• Indicator organisms to determine the use of chilling as a critical point in beef slaughter HACCP

      Prendergast, Deirdre M.; Sheridan, James J.; Downey, Gerard (Teagasc, 01/11/2008)
      During chilling, temperatures of carcass surfaces at different sites change over time as do other parameters such as water activity (aw), the structure of the muscle and other tissues, as the carcass enters rigor mortis.

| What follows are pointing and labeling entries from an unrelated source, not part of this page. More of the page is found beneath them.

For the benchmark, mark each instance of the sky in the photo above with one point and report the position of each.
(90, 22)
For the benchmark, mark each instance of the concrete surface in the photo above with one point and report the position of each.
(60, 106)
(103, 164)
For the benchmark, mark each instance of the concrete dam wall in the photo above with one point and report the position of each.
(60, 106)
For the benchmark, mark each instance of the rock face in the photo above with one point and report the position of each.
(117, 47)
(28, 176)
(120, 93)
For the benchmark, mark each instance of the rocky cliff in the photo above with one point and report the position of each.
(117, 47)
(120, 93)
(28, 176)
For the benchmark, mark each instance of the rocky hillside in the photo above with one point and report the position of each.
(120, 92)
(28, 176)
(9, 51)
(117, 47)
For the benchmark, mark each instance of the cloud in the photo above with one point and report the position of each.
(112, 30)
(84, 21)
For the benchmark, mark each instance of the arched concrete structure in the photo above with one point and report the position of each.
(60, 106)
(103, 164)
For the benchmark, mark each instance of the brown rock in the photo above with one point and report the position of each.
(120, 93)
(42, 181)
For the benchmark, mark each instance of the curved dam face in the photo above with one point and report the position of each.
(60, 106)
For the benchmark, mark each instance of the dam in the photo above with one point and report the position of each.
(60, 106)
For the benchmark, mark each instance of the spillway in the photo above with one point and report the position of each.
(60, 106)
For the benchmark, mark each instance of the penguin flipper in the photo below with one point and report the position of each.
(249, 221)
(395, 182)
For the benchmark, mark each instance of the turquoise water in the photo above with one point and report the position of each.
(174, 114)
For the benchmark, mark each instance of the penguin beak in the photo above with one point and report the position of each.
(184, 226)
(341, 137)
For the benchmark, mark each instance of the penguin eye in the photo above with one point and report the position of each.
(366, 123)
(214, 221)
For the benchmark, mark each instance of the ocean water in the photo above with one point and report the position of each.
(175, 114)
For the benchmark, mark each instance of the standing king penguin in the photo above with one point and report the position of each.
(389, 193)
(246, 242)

Many of these factors are known to have a major effect on cell survival and growth and must be considered in determining the influence of chilling on bacterial survival on carcass surfaces. This study aimed to determine if chilling could be used as a critical control point (CCP) in beef slaughter in relation to pathogens such as E. coli O157:H7 and L. monocytogenes, using E. coli and Listeria innocua as pathogen indicators. The present study was designed to determine the influence of (a) chilling at 10oC for 72 h on the survival of E. coli and (b) chilling at 4oC for 72 h on the survival of L. innocua inoculated at different sites on beef carcasses. Three sites (neck, outside round and brisket) were inoculated (1) immediately after dressing while hot (E. coli and L. innocua) and (2) when cold after chilling (L. innocua). The influence of changes in surface aw was also considered and their relationship to the survival of E. coli and L. innocua over time was assessed. The data are discussed in relation to the use of chilling as a CCP in beef hazard analysis (HACCP) and the monitoring of neck temperature as the most suitable CCP.